Most Elixir projects that require internationalization, localization or both use the Gettext library for translating user-facing texts.

The Elixir library is an implementation of the Gettext system that was released in 1990. As opposed to other translation systems, Gettext translations are based on strings that allow you to see the literal texts that will be displayed to the end user.

# You would do this
gettext("Hello! Your account is now active")

# Instead of something like
translate("user.account.active")

Gettext works by generating a number of template and translation files (also called PO files). Explaining how those files work is out of the scope of this article, but if you are interested I strongly recommend you to take a look at the Elixir Gettext docs.

Using Gettext macros

The PO files become very big very quickly as they contain all your application’s translatable strings. The standard and recommended way of using Gettext is to use the provided set of macros because they can automatically sync the strings in your code with PO files.

There is a catch, though:

[…] This, however, imposes a constraint: arguments passed to any of these macros have to be strings at compile time. This means that they have to be string literals or something that expands to a string literal at compile time.

message =
  case request do
    %Request{approved_at: %Date{}} -> "Great! Your request has been approved."
    %Request{rejected_at: %Date{}} -> "Sorry, your request has been rejected."
  end

#=> ** (ArgumentError) msgid must be a string literal
gettext(message)

Using Gettext functions

The alternative is to use the Gettext functions instead of macros. This sadly means that we have to manage the PO files manually, which is a big downside.

message =
  case request do
    %Request{approved_at: %Date{}} -> "Great! Your request has been approved."
    %Request{rejected_at: %Date{}} -> "Sorry, your request has been rejected."
  end

# This works, but we must sync strings between the code and PO files manually.
Gettext.gettext(MyApp.Gettext, message)

Using Gettext macros and functions

Thankfully, the *_noop macros cover this gap. As per the docs:

This macro can be used to mark a message for extraction when mix gettext.extract is run. The return value is the given string, so that this macro can be used seamlessly in place of the string to extract.

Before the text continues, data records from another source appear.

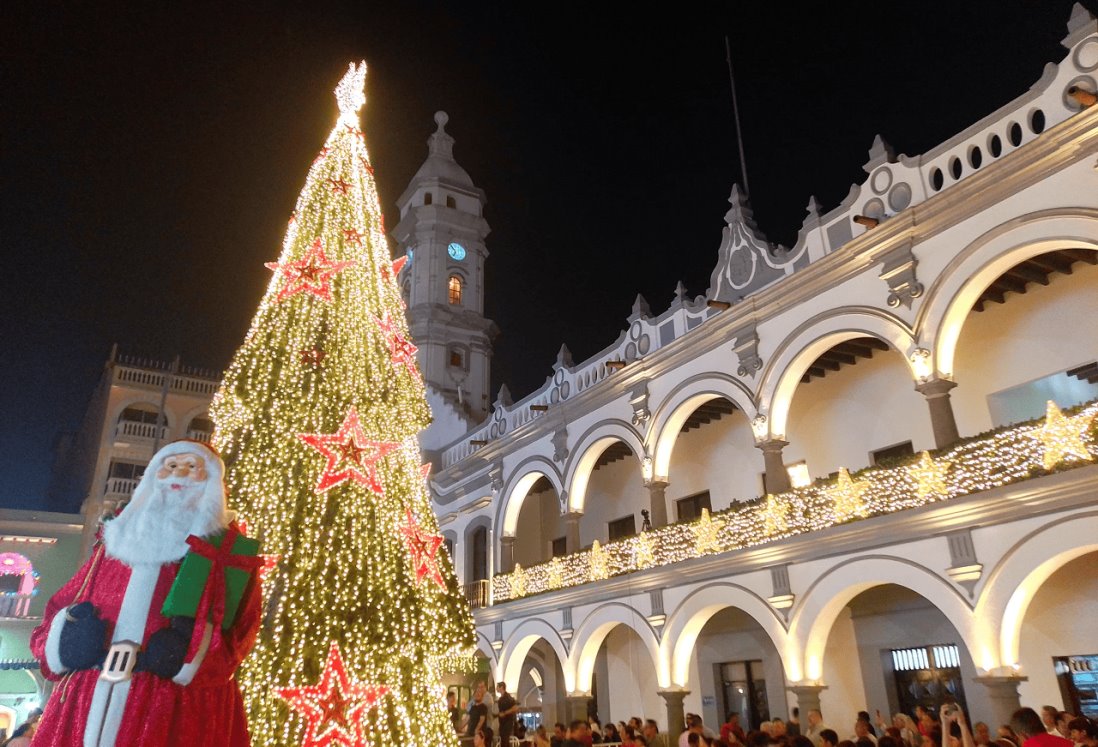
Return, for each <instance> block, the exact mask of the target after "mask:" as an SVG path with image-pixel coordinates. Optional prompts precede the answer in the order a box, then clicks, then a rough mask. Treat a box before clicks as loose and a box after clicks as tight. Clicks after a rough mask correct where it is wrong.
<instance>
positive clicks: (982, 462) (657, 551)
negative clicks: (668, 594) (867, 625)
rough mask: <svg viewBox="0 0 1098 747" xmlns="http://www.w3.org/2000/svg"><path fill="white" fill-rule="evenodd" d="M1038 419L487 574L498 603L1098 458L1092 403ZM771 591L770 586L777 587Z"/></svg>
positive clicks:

This combines the best of both worlds:

  1. We use gettext_noop so Gettext knows about our translation strings and manages them automatically in PO files.
  2. Then we call the Gettext function, which accepts runtime values.
message =
  case request do
    %Request{approved_at: %Date{}} ->
      gettext_noop("Great! Your request has been approved.")
    %Request{rejected_at: %Date{}} ->
      gettext_noop("Sorry, your request has been rejected.")
  end

# We can use runtime values and let Gettext manage PO files automatically.
Gettext.gettext(MyApp.Gettext, message)

Conclusion

Translation files get big really fast and, ideally, we want to delegate the burden of keeping the code and translation files in sync to Gettext.

In some cases we need to show different messages depending on business rules, and we want those messages to be translated just like the rest of the application. For such cases we can combine the Gettext _noop macros with the Gettext functions, which allow us to translate dynamic messages without losing the automatic sync between code and PO files.